370. — DE MADAME DE SÉVIGNÉ ET DE CORBINELLI À MADAME DE GRIGNAN.

À Paris, lundi 15e janvier.
de madame de sévigné.

J’allai donc dîner samedi chez M. de Pompone, comme je vous avois dit ; et puis, jusqu’à cinq heures, il fut enchanté, enlevé, transporté de la perfection des vers de la Poétique de Despréaux. D’Hacqueville y étoit ; nous parlâmes deux ou trois fois du plaisir que j’aurois de vous la voir entendre. M. de Pompone se souvient d’un jour que vous étiez petite fille chez mon oncle de Sévigné[1]. Vous étiez derrière une vitre avec votre frère, plus belle, dit-il, qu’un ange ; vous disiez que vous étiez prisonnière, que vous étiez une princesse chassée de chez son père. Votre frère était beau comme vous : vous aviez neuf ans. Il me fit souvenir de cette journée[2] ; il n’a jamais oublié aucun moment où il vous ait vue. Il se fait un plaisir[3] de vous revoir, qui me paroît le plus obligeant du monde. Je vous avoue, ma très-aimable chère, que je couve une grande joie ; mais elle n’éclatera point que je ne sache votre résolution.

M. de Villars est arrivé d’Espagne[4] ; il nous a conté mille choses des Espagnoles, fort amusantes.
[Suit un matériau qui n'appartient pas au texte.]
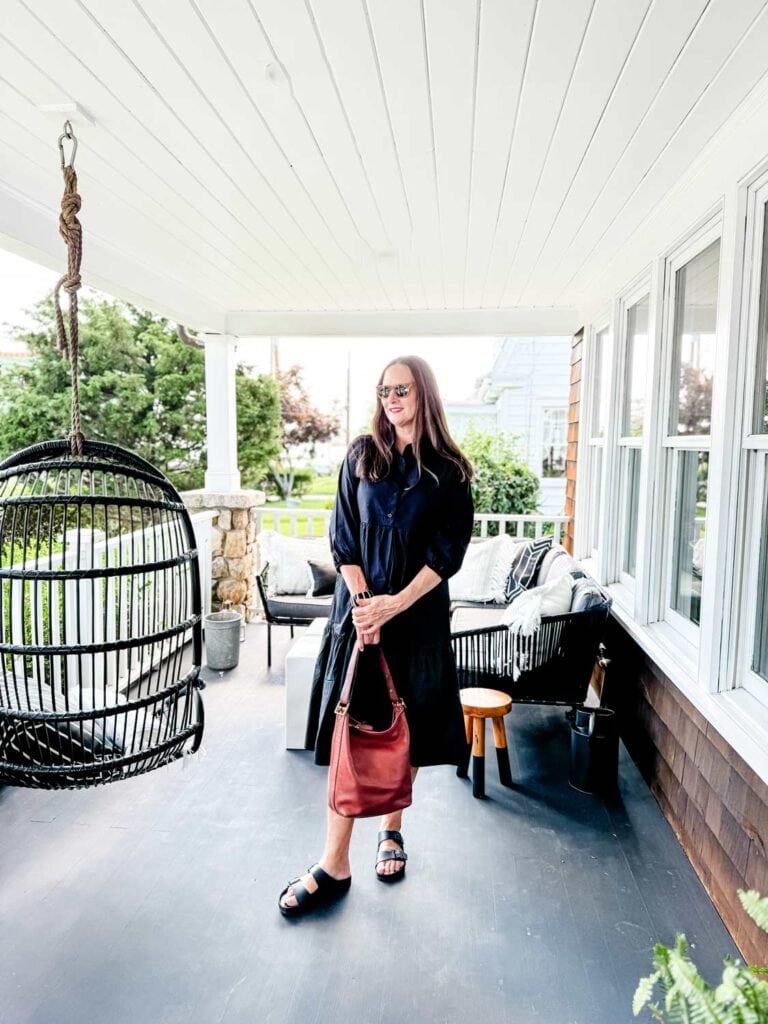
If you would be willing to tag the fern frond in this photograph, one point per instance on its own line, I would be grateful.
(643, 992)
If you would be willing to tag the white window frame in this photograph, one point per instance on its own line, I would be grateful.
(752, 457)
(628, 298)
(687, 633)
(592, 518)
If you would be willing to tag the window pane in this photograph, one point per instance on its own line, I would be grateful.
(690, 528)
(761, 404)
(602, 383)
(632, 504)
(597, 473)
(637, 356)
(693, 353)
(760, 653)
(555, 432)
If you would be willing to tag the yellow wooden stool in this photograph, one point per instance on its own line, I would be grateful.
(477, 705)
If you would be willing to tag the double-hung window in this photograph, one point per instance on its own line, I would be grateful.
(691, 320)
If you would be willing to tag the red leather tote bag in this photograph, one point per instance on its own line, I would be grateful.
(370, 770)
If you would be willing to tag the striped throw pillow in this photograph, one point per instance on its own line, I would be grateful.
(525, 566)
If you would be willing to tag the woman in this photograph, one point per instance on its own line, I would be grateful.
(400, 526)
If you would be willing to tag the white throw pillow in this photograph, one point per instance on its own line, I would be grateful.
(484, 570)
(526, 611)
(288, 557)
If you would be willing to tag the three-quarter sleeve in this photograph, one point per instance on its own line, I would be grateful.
(345, 518)
(449, 542)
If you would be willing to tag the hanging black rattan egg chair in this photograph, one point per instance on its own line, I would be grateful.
(99, 592)
(99, 595)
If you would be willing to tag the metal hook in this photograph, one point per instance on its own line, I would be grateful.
(70, 134)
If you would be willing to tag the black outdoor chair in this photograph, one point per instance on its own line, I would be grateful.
(555, 665)
(288, 609)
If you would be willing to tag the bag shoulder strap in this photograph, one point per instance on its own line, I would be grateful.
(346, 692)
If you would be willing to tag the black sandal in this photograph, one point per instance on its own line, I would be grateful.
(384, 855)
(329, 889)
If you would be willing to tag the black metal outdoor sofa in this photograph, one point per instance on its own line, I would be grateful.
(555, 666)
(288, 609)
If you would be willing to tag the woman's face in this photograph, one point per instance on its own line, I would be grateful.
(399, 410)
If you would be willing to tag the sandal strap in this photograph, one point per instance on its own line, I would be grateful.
(391, 855)
(300, 892)
(321, 877)
(388, 834)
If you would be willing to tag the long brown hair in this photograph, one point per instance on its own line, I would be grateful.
(430, 427)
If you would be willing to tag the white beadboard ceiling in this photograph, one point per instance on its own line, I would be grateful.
(371, 166)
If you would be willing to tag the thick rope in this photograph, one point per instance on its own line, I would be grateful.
(72, 232)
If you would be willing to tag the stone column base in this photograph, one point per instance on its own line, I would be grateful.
(232, 547)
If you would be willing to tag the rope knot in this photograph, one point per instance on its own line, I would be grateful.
(72, 231)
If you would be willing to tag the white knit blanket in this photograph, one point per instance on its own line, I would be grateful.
(523, 619)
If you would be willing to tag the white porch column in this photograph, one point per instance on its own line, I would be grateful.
(221, 414)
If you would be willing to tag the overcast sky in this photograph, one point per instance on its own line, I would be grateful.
(457, 361)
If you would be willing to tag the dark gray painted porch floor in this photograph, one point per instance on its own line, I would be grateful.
(153, 901)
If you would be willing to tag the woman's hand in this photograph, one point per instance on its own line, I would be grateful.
(366, 637)
(373, 612)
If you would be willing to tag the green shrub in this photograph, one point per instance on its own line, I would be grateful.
(741, 996)
(503, 481)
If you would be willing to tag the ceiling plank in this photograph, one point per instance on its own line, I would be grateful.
(452, 32)
(708, 49)
(113, 206)
(612, 32)
(284, 145)
(558, 34)
(26, 229)
(743, 70)
(192, 93)
(128, 139)
(399, 39)
(504, 43)
(660, 41)
(298, 44)
(546, 322)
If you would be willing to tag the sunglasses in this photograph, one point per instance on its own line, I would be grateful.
(401, 390)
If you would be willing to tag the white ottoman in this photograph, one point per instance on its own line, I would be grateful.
(299, 669)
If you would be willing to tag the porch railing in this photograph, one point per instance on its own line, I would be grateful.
(313, 522)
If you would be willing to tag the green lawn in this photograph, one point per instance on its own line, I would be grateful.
(324, 485)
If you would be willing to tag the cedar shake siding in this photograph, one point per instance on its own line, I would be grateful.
(716, 804)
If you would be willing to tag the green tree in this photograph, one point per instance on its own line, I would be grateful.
(503, 482)
(139, 387)
(304, 427)
(258, 426)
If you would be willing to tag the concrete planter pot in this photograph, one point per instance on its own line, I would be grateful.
(222, 636)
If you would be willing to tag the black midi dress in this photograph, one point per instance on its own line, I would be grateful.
(392, 528)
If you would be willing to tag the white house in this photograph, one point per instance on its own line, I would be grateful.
(525, 393)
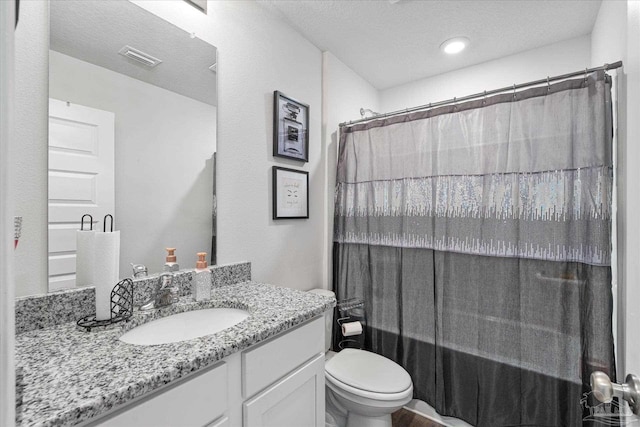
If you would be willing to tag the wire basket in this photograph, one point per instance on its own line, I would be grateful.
(121, 307)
Mais enfin, ma très-chère, j’ai vu la Marans dans sa cellule ; je disois autrefois dans sa loge. Je la trouvai fort négligée ; pas un cheveu ; une cornette de vieux point de Venise, un mouchoir noir, un manteau gris effacé, une vieille jupe. Elle fut aise de me voir ; nous nous embrassâmes tendrement ; elle n’est pas fort changée : nous parlâmes de vous d’abord ; elle vous aime autant que jamais, et me paroît si humiliée, qu’il n’y a pas moyen de ne la pas aimer. Nous parlâmes de sa dévotion ; elle me dit qu’il étoit vrai que Dieu lui avoit fait des grâces, dont elle a une sensible reconnoissance. Ces grâces ne sont rien du tout qu’une grande foi, un tendre amour de Dieu, et une horreur pour le monde : tout cela joint à une si grande défiance d’elle-même et de ses foiblesses, qu’elle est persuadée que si elle prenoit l’air un moment, cette grâce si divine s’évaporeroit. Je trouvai que c’étoit une fiole d’essence qu’elle conservoit chèrement[5] dans la solitude : elle croit que le monde lui feroit perdre cette liqueur précieuse, et même elle craint le tracas de la dévotion. Mme de Schomberg dit qu’elle est une vagabonde au prix de la Marans. Cette humeur sauvage que vous connoissiez s’est tournée en retraite[6] ; le tempérament ne se change pas. Elle n’a pas même la folie, si commune à toutes les femmes, d’aimer leur confesseur : elle n’aime point cette liaison ; elle ne lui parle qu’à confesse. Elle va à pied à sa paroisse, et lit tous nos bons livres ; elle travaille, elle prie Dieu ; ses heures sont réglées ; elle mange quasi toujours dans sa chambre ; elle voit Mme de Schomberg à de certaines heures ; elle hait autant les nouvelles du monde qu’elle les aimoit ; elle excuse autant son prochain qu’elle l’accusoit ; elle aime autant Dieu qu’elle aimoit le monde[7]. Nous rîmes fort de ses manières passées : nous les tournâmes en ridicule. Elle n’a point le style des sœurs colettes[8] ; elle parle fort sincèrement et fort agréablement de son état. J’y fus deux heures ; on ne s’ennuie point avec elle ; elle se mortifie de ce plaisir, mais c’est sans affectation : enfin elle est bien plus aimable qu’elle n’étoit. Je ne pense pas, ma fille, que vous vous plaigniez que je ne vous mande pas des détails.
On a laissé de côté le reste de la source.